The ideological cliché “The New Soviet Man” emerged in approximately 1920. Undoubtedly, the model of “the new man“ underwent changes in the course of time. In the beginning, a revolutionist – a destroyer of the old world: an iron commissioner or Stalinian chekist served as a prototype of the model in question. Later it was replaced by a creator of the New World, a builder of Utopia, who was required to demonstrate moral substance, energy and initiative. According to M. Heller (1988), Stalin announced the final ideal – the cog. The New Man had to feel like a cog in the giant machine- state.
Acording Filip Bardziński (2013), the concept of a new man stressed not only the need for new civic and social virtues, but also demanded certain bettering in the biological dimension of the human nature, as well as expanding control over ones surrounding until it would match the exact degree of control one would have over her - or himself. During the 22nd Congress of the Communist Party of the Soviet Union in 1961, it has been stated that the new Soviet man should be characterised by “a harmonic combination of rich spirituality, moral purity, and physical perfection.”. The Moral Code of the Builder of Communism was adopted at the 22nd Congress of the Communist Party of the Soviet Union, as part of the new Party Programme.
The code’s issuance represented the culmination of a process: over the course of the previous decade, Soviet party and government officials, scholars, and experts had developed, elaborated, and publicized the principles of Communist morality (Feldman, 1989). The specialists in the soviet propaganda also developed several prototypes of “The New Man” (e.g. Aleksey Stakhanov, Pavlik Morozov, Yurii Gagarin).
All the clichés of soviet propaganda were successfully exploited by the soviet school. Emphasising that “education is a weapon in the hands of the Soviet state for communism, the most important requirements was imposed on the school – to actively involve in creation of “a new individual”. The soviet school had “to raise builders of socialist society, who are loyal to the Lenin-Stalin party and lead our people to communism” (Trimakienė, 2007).

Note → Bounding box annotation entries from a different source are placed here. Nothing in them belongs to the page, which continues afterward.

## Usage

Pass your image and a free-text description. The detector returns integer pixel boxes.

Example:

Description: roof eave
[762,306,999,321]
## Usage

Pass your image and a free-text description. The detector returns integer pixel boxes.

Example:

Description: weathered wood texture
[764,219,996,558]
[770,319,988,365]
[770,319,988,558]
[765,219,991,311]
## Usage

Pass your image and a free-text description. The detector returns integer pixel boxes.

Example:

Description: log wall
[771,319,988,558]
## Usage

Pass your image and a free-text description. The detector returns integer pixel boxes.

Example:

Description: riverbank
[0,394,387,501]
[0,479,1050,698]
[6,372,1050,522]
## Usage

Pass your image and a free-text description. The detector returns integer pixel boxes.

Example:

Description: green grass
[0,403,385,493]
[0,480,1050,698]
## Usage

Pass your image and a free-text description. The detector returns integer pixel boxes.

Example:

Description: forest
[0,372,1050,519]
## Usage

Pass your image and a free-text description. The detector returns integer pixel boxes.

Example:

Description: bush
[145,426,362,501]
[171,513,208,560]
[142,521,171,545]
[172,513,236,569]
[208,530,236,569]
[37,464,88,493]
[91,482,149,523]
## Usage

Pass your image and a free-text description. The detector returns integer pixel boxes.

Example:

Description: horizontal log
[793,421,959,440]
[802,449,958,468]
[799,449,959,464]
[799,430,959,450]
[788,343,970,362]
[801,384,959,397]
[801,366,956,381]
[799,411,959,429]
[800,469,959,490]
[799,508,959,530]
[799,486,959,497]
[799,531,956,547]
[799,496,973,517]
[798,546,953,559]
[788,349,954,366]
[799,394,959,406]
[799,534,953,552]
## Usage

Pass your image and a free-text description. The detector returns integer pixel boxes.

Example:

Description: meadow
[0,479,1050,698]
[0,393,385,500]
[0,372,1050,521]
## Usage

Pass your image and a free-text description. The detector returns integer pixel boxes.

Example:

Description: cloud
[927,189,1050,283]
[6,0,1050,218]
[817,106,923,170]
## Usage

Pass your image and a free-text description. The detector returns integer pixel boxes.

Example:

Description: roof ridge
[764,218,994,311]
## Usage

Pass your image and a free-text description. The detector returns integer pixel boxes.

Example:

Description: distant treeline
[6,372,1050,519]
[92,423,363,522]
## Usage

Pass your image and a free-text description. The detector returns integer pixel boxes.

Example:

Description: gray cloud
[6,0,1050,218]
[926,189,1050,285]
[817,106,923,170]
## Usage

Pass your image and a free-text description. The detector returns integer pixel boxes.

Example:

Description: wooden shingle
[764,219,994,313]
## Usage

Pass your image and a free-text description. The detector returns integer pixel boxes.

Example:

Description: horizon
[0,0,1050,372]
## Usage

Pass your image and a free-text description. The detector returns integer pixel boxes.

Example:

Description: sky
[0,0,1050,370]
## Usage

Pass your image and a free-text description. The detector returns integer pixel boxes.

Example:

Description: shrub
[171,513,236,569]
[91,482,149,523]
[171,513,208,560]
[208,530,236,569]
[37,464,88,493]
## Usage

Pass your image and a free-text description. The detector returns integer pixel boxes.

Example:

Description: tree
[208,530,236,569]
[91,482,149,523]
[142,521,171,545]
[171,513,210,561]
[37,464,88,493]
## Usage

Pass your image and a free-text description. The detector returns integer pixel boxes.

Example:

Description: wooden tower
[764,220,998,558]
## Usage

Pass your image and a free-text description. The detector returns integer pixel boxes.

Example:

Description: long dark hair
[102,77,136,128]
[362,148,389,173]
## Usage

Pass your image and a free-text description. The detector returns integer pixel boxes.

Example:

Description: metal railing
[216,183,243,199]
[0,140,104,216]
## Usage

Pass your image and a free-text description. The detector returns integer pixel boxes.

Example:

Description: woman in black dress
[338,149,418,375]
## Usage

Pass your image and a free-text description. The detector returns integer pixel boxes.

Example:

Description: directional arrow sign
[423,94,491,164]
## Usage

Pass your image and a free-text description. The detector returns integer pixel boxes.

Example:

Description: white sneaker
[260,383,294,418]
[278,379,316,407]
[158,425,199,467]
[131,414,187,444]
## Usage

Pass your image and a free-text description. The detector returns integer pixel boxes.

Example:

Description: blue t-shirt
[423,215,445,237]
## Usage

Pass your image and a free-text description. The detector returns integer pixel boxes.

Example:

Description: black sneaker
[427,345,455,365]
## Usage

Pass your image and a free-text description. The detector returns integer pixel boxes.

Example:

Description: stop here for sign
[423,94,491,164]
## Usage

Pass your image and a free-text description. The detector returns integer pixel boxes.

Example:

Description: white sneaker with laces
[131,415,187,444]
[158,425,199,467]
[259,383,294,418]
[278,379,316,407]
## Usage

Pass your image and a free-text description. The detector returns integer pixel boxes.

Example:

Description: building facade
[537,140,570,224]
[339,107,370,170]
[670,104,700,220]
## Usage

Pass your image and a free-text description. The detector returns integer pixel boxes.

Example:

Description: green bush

The New Soviet manwas an archetype of a person with certain qualities that were said to be emerging as dominant among all citizens of the Soviet Union, irrespective of the country's cultural, ethnic, and linguistic diversity, creating a single Soviet people, Soviet nation. However, the creation of the New Man started at different time in different republics of the Soviet Union.
The aim of the presentation is to discuss how the concept of the new soviet man was presented in the pedagogical press of the Lithuanian SSR and implemented at school.
Bardziński, F. (2013). The Concept of the ‘New Soviet Man’ as a Eugenic Project: Eugenics in Soviet Russia after World War II. In: Ethics in Progress, Vol. 4(1) p. 57-81 Cheng, Y. (2009). Creating the "new man": from enlightenment ideals to socialist realities. Honolulu: University of Hawai'i Press Feldman, J. (1989). New Thinking about the 'New Man': Developments in Soviet Moral Theory, In:Studies in Soviet Thought. Vol. 38 (2) p. 147-163 Геллер, М. (1994)."Машина и винтики. История формирования советского человека" [Heller, M. The Machine and the Screws. The History of Soviet Man’s Shaping], Москва: Издательство "МИК" McCulloch, G. (2005). Documentary Research in Education, History and the Social Sciences. Taylor & Francis e-Library. Trimakienė, A. (2007): „Naujojo žmogaus“ kūrimas: sovietinės pedagogikos atvejis. [The Creation of the “New Man”: the Case of Soviet Pedagogy] Naujasis Židinys-Aidai, No. 1–2, p. 43-45.